Add checks for NULL pointer accordingly:

if (ptr) {      // If ptr not NULL, free the memory
      if (ptr) {      // Check again, memory might have been freed while we blocked on mutex
            ptr = NULL;

webusernameAuthor Commented:
i have this structure declared as data d (that is not a pointer) so when i do free(data) such that data is not of type void *
You have the mutex outside you struct? In that case do you
have more than one such dynamically allocated structures,
possibly in a linked list or as an array of pointers which are
all locked and unlocked by a single mutex?  It would be
much easier  if you could clarify this, because the way you
are going to free the structures will depend on the way you actually
stored them. However brett's solutions for both the cases are
correct indeed.

         You will not need to free(data) unless u have allocated it dynamically.
webusernameAuthor Commented:
i am doing something like this
data d;
                                                  d = whatever;

later on , when i try to run a statement that involves d ,the program is frozen at that point so i figured out that d is not freed even though i have used unlock
hi webusername,
        you see, mutex locking is an advisory kind of locking. threads access
their shared data by locking and unlocking with an understanding that every
thread will try to acquire the lock before accessing the data and free it once it
is done.
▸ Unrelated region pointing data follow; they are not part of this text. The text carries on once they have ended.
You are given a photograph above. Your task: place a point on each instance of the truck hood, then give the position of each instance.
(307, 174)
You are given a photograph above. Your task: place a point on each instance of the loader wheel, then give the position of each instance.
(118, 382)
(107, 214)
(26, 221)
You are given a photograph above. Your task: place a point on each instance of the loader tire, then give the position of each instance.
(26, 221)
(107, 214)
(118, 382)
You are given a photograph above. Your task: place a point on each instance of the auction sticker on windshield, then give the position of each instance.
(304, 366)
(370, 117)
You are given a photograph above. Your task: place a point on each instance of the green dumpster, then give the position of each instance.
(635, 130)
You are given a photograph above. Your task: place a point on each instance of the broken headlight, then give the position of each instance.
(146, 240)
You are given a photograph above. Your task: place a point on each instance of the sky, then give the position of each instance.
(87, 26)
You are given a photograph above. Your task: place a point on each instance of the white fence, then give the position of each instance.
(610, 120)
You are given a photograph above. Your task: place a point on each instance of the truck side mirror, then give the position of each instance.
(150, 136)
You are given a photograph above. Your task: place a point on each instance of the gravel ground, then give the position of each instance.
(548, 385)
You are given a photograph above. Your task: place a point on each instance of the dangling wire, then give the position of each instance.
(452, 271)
However it is possible for a rogue thread to disobey this and directly
access the data without acquiring the mutex lock.  I hope you see my point now.
You can access 'data d' anywhere and anytime you want, access to it is not prevented
through the mutex lock. threads only cooperate through the mutex lock while accessing
the data so that they arent modifying or doing whatever withit simultaneously.

       If your program 'freezes' as you say, then i think it has got some other problem
rather than this mutex lock one.

hope this helps,
Hi webusername,
> i have this structure declared as data d (that is not a pointer) so
> when i do free(data) such that data is not of type void *

That's not a problem. malloc() and free() use void* to express that anything can be generated or freed. You don't need to cast to void* before doing free():

char* myString = (char*) malloc(12345);
strcpy(myString,"all bits'n'bytes");

Every kind of pointer is fine for a void pointer. It's a kind of opaque pointer.


Would you please post your code?
That certainly would help us all on helping you.